[<prev] [next>] [<thread-prev] [thread-next>] [day] [month] [year] [list]
Message-ID: <20230419193432.GA220432@bhelgaas>
Date: Wed, 19 Apr 2023 14:34:32 -0500
From: Bjorn Helgaas <helgaas@...nel.org>
To: Andy Shevchenko <andriy.shevchenko@...ux.intel.com>
Cc: Rob Herring <robh@...nel.org>,
Donald Hunter <donald.hunter@...il.com>,
"Rafael J. Wysocki" <rafael@...nel.org>,
linux-kernel@...r.kernel.org, linux-pci@...r.kernel.org,
Bjorn Helgaas <bhelgaas@...gle.com>, netdev@...r.kernel.org,
Jesse Brandeburg <jesse.brandeburg@...el.com>,
Tony Nguyen <anthony.l.nguyen@...el.com>
Subject: Re: [BUG] net, pci: 6.3-rc1-4 hangs during boot on PowerEdge R620
with igb
On Wed, Apr 12, 2023 at 04:20:33PM +0300, Andy Shevchenko wrote:
> On Tue, Apr 11, 2023 at 02:02:03PM -0500, Rob Herring wrote:
> > On Tue, Apr 11, 2023 at 7:53 AM Donald Hunter <donald.hunter@...il.com> wrote:
> > > Bjorn Helgaas <helgaas@...nel.org> writes:
> > > > On Mon, Apr 10, 2023 at 04:10:54PM +0100, Donald Hunter wrote:
> > > >> On Sun, 2 Apr 2023 at 23:55, Bjorn Helgaas <helgaas@...nel.org> wrote:
> > > >> > On Sat, Apr 01, 2023 at 01:52:25PM +0100, Donald Hunter wrote:
> > > >> > > On Fri, 31 Mar 2023 at 20:42, Bjorn Helgaas <helgaas@...nel.org> wrote:
> > > >> > > >
> > > >> > > > I assume this igb NIC (07:00.0) must be built-in (not a plug-in card)

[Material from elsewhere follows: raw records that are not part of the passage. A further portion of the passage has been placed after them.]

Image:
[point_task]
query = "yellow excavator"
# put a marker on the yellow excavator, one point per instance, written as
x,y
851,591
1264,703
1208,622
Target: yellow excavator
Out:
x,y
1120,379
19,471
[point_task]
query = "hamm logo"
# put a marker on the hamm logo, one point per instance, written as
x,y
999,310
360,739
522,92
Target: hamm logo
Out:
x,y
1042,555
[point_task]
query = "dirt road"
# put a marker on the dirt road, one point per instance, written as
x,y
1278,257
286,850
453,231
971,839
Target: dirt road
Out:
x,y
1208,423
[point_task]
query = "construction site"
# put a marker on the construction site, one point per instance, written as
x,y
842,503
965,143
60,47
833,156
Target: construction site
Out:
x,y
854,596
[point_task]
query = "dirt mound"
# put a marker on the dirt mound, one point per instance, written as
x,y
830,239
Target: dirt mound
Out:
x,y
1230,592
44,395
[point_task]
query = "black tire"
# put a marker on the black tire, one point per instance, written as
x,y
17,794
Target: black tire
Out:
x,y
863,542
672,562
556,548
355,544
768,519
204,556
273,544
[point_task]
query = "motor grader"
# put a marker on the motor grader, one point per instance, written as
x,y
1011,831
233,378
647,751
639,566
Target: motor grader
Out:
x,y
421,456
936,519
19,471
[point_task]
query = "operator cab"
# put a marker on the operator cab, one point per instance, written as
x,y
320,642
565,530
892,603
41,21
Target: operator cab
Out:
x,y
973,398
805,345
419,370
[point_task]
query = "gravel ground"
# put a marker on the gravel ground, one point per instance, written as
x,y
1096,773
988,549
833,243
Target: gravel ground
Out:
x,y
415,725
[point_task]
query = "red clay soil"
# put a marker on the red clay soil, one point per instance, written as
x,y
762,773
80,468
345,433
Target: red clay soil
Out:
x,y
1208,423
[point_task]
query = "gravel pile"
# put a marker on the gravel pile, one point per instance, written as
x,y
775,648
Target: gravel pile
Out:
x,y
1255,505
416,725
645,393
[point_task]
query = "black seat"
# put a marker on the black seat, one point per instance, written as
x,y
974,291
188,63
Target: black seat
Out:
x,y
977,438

> > > >> > > > because it apparently has an ACPI firmware node, and there's something
> > > >> > > > we don't expect about its status?
> > > >> > >
> > > >> > > Yes they are built-in, to my knowledge.
> > > >> > >
> > > >> > > > Hopefully Rob will look at this. If I were looking, I would be
> > > >> > > > interested in acpidump to see what's in the DSDT.
> > > >> > >
> > > >> > > I can get an acpidump. Is there a preferred way to share the files, or just
> > > >> > > an email attachment?
> > > >> >
> > > >> > I think by default acpidump produces ASCII that can be directly
> > > >> > included in email. http://vger.kernel.org/majordomo-info.html says
> > > >> > 100K is the limit for vger mailing lists. Or you could open a report
> > > >> > at https://bugzilla.kernel.org and attach it there, maybe along with a
> > > >> > complete dmesg log and "sudo lspci -vv" output.
> > > >>
> > > >> Apologies for the delay, I was unable to access the machine while travelling.
> > > >>
> > > >> https://bugzilla.kernel.org/show_bug.cgi?id=217317
> > > >
> > > > Thanks for that! Can you boot a kernel with 6fffbc7ae137 reverted
> > > > with this in the kernel parameters:
> > > >
> > > > dyndbg="file drivers/acpi/* +p"
> > > >
> > > > and collect the entire dmesg log?
> > >
> > > Added to the bugzilla report.
> >
> > Rafael, Andy, Any ideas why fwnode_device_is_available() would return
> > false for a built-in PCI device with a ACPI device entry? The only
> > thing I see in the log is it looks like the parent PCI bridge/bus
> > doesn't have ACPI device entry (based on "[ 0.913389] pci_bus
> > 0000:07: No ACPI support"). For DT, if the parent doesn't have a node,
> > then the child can't. Not sure on ACPI.
>
> Thanks for the Cc'ing. I haven't checked anything yet, but from the above it
> sounds like a BIOS issue. If PCI has no ACPI companion tree, then why the heck
> one of the devices has the entry? I'm not even sure this is allowed by ACPI
> specification, but as I said, I just solely used the above mail.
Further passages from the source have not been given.